The stock remains the trust’s biggest holding. The defensive nature of the 70- strong portfolio is demonstrated by the fund’s holdings in UK companies National Grid and Reckitt Benckiser, a producer of hygiene products such as Dettol.
A stake in telecoms giant Vodafone has also just been built up. ‘We’re going to need to communicate more than ever,’ says Edelsten.
‘Having cut its dividend last year, Vodafone seems in a better position to sustain it in the future.’ Edelsten believes a raft of companies will not survive the oncoming months – for example, some airlines and retailers.
Yet he’s confident he has put in place a portfolio that ‘could cope with a bad recession’.
He says: ‘Yes, there are some rubbish companies out there and they will go bust.
‘As a fund manager, I remain very much in cautious mode.’ Performance- wise, Mid Wynd has shown its capital preservation bent.
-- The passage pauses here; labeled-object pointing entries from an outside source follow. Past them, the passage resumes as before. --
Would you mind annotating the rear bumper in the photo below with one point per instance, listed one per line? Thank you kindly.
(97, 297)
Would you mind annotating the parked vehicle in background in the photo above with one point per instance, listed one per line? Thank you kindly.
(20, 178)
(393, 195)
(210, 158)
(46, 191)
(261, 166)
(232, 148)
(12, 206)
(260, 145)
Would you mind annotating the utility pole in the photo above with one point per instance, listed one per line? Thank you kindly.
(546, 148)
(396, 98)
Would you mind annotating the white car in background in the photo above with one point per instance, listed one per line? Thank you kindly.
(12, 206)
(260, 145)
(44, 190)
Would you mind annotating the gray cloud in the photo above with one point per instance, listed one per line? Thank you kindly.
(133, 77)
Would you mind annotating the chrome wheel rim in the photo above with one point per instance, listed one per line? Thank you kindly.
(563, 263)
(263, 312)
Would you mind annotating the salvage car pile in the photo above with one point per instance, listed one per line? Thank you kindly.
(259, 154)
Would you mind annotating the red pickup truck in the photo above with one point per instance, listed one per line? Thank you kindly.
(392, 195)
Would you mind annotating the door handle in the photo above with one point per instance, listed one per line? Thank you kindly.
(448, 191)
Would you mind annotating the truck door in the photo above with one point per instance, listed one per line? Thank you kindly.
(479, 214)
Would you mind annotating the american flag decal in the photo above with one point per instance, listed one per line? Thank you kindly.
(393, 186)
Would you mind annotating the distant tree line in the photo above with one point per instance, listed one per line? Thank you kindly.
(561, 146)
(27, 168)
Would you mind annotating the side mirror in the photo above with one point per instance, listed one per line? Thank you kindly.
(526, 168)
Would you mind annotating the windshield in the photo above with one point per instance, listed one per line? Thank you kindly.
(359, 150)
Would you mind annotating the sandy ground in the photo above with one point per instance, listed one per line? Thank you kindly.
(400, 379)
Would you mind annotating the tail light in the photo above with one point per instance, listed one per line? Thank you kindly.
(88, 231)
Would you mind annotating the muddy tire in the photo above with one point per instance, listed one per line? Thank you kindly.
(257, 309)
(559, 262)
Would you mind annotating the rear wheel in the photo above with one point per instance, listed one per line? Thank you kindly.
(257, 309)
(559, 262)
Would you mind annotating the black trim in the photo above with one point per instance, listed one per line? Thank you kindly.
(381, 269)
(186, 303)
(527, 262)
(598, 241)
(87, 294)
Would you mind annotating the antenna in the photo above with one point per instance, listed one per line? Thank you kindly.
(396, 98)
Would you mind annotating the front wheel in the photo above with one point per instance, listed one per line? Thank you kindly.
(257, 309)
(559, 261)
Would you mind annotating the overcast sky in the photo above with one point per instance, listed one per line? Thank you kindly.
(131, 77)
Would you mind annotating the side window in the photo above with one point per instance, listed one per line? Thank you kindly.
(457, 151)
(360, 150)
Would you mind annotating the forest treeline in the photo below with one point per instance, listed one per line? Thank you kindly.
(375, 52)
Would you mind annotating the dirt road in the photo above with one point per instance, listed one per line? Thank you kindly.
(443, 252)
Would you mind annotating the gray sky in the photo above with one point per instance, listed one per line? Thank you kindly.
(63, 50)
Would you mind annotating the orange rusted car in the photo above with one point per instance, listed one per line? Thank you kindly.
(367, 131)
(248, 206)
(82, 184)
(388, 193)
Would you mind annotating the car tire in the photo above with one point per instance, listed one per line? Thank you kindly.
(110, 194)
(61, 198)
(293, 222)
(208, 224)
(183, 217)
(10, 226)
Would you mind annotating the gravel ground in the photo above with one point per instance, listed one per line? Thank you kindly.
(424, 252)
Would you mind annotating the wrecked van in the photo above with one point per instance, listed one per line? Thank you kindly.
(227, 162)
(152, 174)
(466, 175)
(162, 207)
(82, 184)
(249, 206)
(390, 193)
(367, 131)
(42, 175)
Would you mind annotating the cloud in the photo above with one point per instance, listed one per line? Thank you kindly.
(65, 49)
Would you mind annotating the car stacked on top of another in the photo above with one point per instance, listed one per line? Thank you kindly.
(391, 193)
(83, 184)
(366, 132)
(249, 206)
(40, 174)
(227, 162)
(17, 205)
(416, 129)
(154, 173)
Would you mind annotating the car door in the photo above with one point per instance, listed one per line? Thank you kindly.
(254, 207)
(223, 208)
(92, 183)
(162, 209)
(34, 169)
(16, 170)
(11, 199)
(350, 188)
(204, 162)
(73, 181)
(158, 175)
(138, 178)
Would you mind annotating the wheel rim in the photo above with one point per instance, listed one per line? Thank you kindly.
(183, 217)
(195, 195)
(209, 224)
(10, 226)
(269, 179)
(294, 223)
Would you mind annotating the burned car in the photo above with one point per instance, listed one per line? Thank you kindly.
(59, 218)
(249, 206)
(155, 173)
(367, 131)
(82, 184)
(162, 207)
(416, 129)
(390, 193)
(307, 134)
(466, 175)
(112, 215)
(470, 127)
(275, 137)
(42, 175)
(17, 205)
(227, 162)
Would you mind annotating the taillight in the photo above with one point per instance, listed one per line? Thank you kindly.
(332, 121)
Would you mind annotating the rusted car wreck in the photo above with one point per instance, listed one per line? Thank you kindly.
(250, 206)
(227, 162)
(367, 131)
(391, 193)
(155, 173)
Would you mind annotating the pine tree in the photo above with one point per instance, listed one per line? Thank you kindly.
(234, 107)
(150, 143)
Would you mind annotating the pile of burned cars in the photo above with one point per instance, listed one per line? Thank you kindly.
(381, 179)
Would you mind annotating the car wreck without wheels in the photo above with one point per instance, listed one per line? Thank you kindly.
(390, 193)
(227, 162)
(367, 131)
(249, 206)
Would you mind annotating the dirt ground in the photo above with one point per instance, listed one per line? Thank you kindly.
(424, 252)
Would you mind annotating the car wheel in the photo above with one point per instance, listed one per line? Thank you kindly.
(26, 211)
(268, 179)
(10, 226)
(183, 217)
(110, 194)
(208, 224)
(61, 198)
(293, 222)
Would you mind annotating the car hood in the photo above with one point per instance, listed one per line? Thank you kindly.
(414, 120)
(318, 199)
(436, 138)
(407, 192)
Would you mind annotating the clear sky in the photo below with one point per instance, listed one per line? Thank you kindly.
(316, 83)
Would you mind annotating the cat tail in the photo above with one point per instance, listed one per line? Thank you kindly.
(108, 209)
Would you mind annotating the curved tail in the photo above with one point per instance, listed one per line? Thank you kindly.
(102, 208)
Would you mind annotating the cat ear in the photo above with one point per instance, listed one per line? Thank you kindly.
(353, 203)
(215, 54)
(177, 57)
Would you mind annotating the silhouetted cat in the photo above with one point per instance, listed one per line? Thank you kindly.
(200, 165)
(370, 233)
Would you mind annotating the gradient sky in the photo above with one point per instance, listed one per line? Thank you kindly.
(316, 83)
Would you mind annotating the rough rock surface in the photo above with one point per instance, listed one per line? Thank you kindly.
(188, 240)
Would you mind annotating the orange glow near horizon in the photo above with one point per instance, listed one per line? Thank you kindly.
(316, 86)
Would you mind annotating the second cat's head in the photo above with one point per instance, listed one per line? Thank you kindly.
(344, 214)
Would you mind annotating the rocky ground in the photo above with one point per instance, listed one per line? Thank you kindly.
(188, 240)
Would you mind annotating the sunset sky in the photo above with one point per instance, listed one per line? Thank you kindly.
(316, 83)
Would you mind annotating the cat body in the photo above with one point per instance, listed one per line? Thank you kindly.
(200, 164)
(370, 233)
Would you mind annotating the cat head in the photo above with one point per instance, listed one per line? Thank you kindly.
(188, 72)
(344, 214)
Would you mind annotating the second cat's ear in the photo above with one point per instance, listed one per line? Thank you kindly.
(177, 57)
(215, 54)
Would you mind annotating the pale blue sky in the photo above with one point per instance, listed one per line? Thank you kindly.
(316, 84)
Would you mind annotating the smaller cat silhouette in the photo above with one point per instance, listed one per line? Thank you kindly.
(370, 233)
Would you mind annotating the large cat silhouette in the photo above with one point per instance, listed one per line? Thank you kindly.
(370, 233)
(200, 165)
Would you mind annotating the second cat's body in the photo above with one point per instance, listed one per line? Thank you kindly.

Over the past year, it has delivered investors an overall return of three per cent. This compares with a 13 per cent loss recorded by the average global equity fund and a 23 per cent loss registered by the FTSE All Share Index.
Over the past five years, it has made overall gains of 71 per cent. The trust’s annual charges total 0.51 per cent and dividends are paid twice-yearly, equivalent to a modest annual income of one per cent.
Sister fund Artemis Global Select is run in similar fashion to Mid Wynd, but is not stock market listed.
Stock Exchange identification code: B6VTTK0.